Days after government denied of any data leak in ransomware attack on National Highways Authority of India (NHAI) server, reports have surfaced claiming that Financial records, contract documents, and employee information of NHAI has been leaked online.
According to a report by Hindustan Times, the information was posted online on July 2, two days day after NHAI denied any sensitive information was compromised. The data was leaked in two files about 1.8GB in size, which the hackers said was 5% of the total information they had.
Singapore-based cyber-security firm Cyfirma told Hindustan Times that the hackers used the Maze ransomware, and the leaks may have been meant to force the NHAI to pay a ransom in order to stop more data from being exposed.
The NHAI on June 29 said a cyber attack took place on its email server on Sunday night but prompt action resulted in no data loss.
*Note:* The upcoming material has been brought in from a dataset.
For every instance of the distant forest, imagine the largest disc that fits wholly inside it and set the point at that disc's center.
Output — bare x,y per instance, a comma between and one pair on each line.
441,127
As a precaution, the Authority had shut down the server.
"A ransom ware attack on NHAI email server took place yesterday night. The attack was foiled by the security system and email servers were shut down from safety point of view. No data loss took place. NHAI data lake and other systems remained unaffected from this attack," NHAI Chief General Manager, IT, Akhilesh Srivastava, told PTI.
Earlier, the government had warned against a large-scale cyber attack against individuals and businesses earlier. The CERT-In, India's cyber security nodal agency, had issued an advisory warning that the potential phishing attacks could impersonate government agencies, departments and trade bodies that have been tasked to oversee disbursement of government fiscal aid.